Thursday, March 15, 2012

Jazz percussion

This is a concept I've been kicking around for years, I think since the term first came up for me in reference to Tony Williams in the history section Jack Dejohnette/Charlie Perry book:

Tony didn't use the bass drum and hi-hat in the conventional way [...] to state time. [...] Nor did he on the standard ride rhythm for his cymbal pulse. Rather he played a succession of quarter-notes interspersed with two- and three-beat figures which he generally wove into the overall rhythmic and tonal composition consisting of drums and cymbals. With this collective unit he stated the time and pulse: Jazz drumming had moved decidedly toward jazz percussion.
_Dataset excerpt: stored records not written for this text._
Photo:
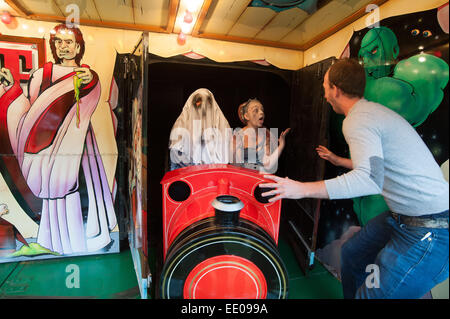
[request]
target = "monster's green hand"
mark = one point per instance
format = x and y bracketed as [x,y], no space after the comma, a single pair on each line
[415,90]
[428,76]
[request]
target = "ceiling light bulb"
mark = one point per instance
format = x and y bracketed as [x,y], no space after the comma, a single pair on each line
[188,17]
[193,5]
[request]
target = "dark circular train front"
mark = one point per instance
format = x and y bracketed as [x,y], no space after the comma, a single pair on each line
[220,236]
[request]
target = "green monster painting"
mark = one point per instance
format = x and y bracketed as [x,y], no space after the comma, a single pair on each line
[412,87]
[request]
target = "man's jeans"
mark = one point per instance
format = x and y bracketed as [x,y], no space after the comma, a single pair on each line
[409,260]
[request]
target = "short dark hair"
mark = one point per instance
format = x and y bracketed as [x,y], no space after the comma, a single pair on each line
[349,76]
[78,39]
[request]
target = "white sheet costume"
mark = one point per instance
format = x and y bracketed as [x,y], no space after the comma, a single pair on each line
[201,134]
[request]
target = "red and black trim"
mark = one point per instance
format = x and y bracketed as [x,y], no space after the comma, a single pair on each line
[206,253]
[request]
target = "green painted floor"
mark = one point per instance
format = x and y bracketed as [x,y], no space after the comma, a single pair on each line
[112,276]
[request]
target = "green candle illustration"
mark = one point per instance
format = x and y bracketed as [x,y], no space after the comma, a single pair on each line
[77,84]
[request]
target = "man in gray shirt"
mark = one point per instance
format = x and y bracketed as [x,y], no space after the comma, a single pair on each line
[405,251]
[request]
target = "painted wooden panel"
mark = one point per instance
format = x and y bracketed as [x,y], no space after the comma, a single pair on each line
[86,8]
[282,24]
[251,22]
[224,15]
[115,10]
[47,7]
[155,12]
[323,19]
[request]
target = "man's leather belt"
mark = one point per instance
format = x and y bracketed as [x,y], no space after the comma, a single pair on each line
[419,221]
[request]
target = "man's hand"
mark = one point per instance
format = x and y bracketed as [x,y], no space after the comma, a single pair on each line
[326,154]
[6,77]
[84,74]
[284,188]
[288,188]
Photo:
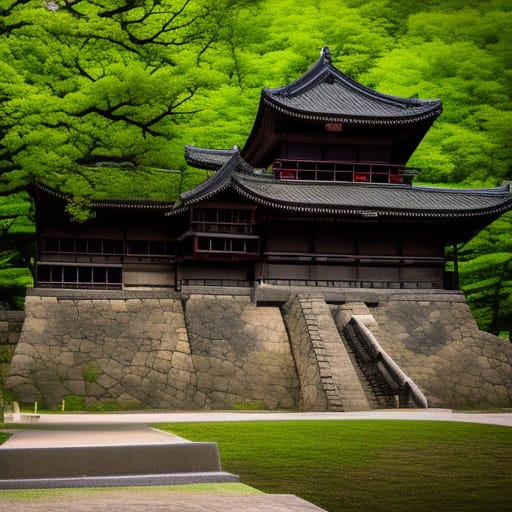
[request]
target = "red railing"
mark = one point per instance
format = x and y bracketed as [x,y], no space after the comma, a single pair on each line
[355,172]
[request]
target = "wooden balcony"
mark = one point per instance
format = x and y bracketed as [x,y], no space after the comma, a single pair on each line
[352,172]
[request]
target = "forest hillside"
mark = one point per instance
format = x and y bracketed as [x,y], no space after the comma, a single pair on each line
[130,82]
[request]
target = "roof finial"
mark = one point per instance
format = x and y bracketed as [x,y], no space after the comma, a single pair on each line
[326,54]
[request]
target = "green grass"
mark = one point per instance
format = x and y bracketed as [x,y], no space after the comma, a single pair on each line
[369,465]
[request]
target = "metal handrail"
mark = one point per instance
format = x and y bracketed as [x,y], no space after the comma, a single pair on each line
[391,367]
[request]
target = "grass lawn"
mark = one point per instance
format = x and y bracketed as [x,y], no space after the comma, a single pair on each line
[359,465]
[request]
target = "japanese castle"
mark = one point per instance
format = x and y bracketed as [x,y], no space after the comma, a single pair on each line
[319,195]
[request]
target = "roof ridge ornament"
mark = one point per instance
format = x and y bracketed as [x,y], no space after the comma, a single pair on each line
[326,54]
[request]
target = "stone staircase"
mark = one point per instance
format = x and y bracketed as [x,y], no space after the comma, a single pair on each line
[336,371]
[379,392]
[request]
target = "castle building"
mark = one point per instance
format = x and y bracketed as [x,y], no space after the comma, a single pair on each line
[320,194]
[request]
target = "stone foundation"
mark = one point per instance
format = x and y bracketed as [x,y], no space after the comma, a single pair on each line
[221,351]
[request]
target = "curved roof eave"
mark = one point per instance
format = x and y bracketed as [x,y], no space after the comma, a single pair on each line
[393,201]
[205,158]
[325,93]
[110,203]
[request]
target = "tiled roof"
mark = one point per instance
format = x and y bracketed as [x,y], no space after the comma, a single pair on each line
[344,198]
[374,199]
[144,204]
[204,158]
[325,93]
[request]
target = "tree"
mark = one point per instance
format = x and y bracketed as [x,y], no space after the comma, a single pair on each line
[86,81]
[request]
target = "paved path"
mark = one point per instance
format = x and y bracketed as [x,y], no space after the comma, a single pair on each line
[134,428]
[125,419]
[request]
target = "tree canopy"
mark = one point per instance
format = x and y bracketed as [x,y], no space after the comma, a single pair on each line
[84,82]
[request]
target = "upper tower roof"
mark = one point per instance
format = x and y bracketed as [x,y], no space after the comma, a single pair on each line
[325,93]
[326,107]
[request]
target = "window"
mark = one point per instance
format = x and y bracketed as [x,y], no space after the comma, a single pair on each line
[64,276]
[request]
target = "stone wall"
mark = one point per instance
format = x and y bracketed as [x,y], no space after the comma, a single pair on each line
[434,338]
[11,323]
[164,350]
[313,394]
[143,350]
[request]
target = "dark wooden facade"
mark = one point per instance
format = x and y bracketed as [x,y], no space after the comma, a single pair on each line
[319,195]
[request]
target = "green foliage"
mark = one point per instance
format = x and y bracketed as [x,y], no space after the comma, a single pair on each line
[368,465]
[93,82]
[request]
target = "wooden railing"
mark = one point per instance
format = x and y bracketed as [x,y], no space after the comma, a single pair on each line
[355,172]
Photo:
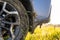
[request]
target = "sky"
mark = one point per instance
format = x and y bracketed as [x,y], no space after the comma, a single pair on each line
[41,7]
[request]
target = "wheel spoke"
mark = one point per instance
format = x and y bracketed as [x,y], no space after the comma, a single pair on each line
[16,23]
[12,12]
[11,31]
[6,28]
[4,5]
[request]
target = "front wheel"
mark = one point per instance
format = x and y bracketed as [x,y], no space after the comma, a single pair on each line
[13,20]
It's a compelling idea, even if I still don't know what it means, exactly. Usually percussion in a jazz context means hand or Latin percussion; but in reference to the drumset it evokes for me an approach more along the lines of modern concert percussion, which I think is what he is getting at. Beyond providing the traditional functions of timekeeping, fills, setups, punctuations, and comping, the drums would be a more independent coloring and sometimes co-soloing voice, as happens here:

A little more after the break:

What's notable here is that the timekeeping here is just coloristic; he'll do it for a few measures, then back off, particularly as the piece progresses. I also observed in transcribing this piece that Tony also will often play only one part of the instrument at a time, treating the drumset almost as a multi-percussion set up at times. As a player who latched pretty ferociously onto Elvin's "one instrument" approach early on, the idea of playing more with the parts of the instrument as individuals provides a big creative opening.